Editor's note: The following is a joint reflection on the recent Boko Haram kidnappings of school girls in Nigeria, written by Ron Geerlings, Christian Reformed World Missions’ West Africa Regional Director since 1987, and Peter Vander Meulen, World Renew’s Regional Director for West Africa from 1988 through 1995.
As we saw the news reports of kidnapped school girls near the Nigerian town of Maiduguri something nudged me from deep in my memory. The absolute remoteness of the place near the deep forests and Cameroon hinterlands, the look of the school – it was familiar.
A few days later, after talking with Nigerian staff, looking at maps, and reminiscing with Ron Geerlings (CRC World Missions Regional Director for West Africa) the reason for my deja-vu was clear: I had been there – I spent several days in the area during the early 1990s visiting one of World Renew’s (then called CRWRC) partners in agricultural development.
As the facts came in, the connections strengthened. The girls – who are mostly Christian – are largely from families who are members of the Ekklesiyar Yan’uwa Nigeria (EYN), a Nigerian denomination that grew out of Church of the Brethren mission work. EYN is a thriving, growing church known for its peaceful, simple, and productive approach to life. The Christian Reformed Church has partnered and invested in this church and in this remote spot in Nigeria. We supported effective, Nigerian-led programs in Agriculture and HIV-AIDS.

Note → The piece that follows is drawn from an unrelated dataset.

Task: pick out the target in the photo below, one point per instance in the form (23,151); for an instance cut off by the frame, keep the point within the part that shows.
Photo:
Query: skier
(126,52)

Even in the 1990s this was not a safe place. Smugglers, arms traffickers – every manner of shady enterprise found its isolation and proximity to Chad and Cameroon attractive. But church bombings and mass murder – by Boko Haram, vigilantes, and government forces – and now kidnappings were unimaginable then.
So this is personal – not just to Ron Geerlings and me but to the CRCNA. I remember this area, its farmers, and church leaders. We have been at schools just like the burned-out shell you see on the news.
As Ron Geerlings and I talked about what happened and the CRC connection we noted that this particular incident is not really a strange anomaly. It is rather the result of a host of negative factors that, taken together, have for years dragged down the people of a country that is among the wealthiest and best educated in Africa.
This is systemic and long-term.
Nigeria has 170 million people, hundreds of ethnic groups, borders drawn by colonial powers and nearly a 50-50 mix of Christians and Muslims. Oil accounts for 95% of Nigeria's exports and the money generated flows down through federal, state, and local governments. The competition to control the money at each level can be fierce and charges of corruption and unfair distribution are common. Given these realities, Nigeria had its share of development, political, and justice issues before Boko Haram came on the scene. And given their complexity, these issues will remain after the threat of Boko Haram has been eliminated.
For example, Nigeria needs to be more transparent and just in dividing its resources. Nigeria needs to address the brutality and ineffectiveness of its security forces. And Nigeria’s peace-loving Muslim communities need to be more effective in opposing those that are bent on holy war.
At some point, we as global citizens need to reflect on why it has taken so long for the world to take note of Boko Haram, a terrorist group that has taken credit for attacks on schools, churches, mosques, security forces, media, and the United Nations over the last five years. Is it compassion fatigue and information overload, or is it a lack of compassion and of looking the other way? Some day we may need a clearer answer to the question of who has been supporting Boko Haram through these years. In the future we may continue to explore and debate the roles that poverty and climate change played in creating fertile ground for Boko Haram recruitment.
But with Boko Haram’s recent kidnapping of secondary school girls, world awareness and alignment for action is suddenly high. North, South, East and West, Christians, Muslims, left and right now agree that the actions of this terrorist group are diabolically wrong. Even other terrorist groups are distancing themselves from Boko Haram's atrocities.
Nigeria’s leadership has been shamed into unprecedented action, including requests to other nations for assistance in rescuing the girls and in confronting Boko Haram. Let us support our governments in providing the assistance that Nigeria requests. Let us keep praying for the girls and their families. And let us keep attention on the issue so that Nigeria is held accountable to rescue the girls and to bring their kidnappers to justice.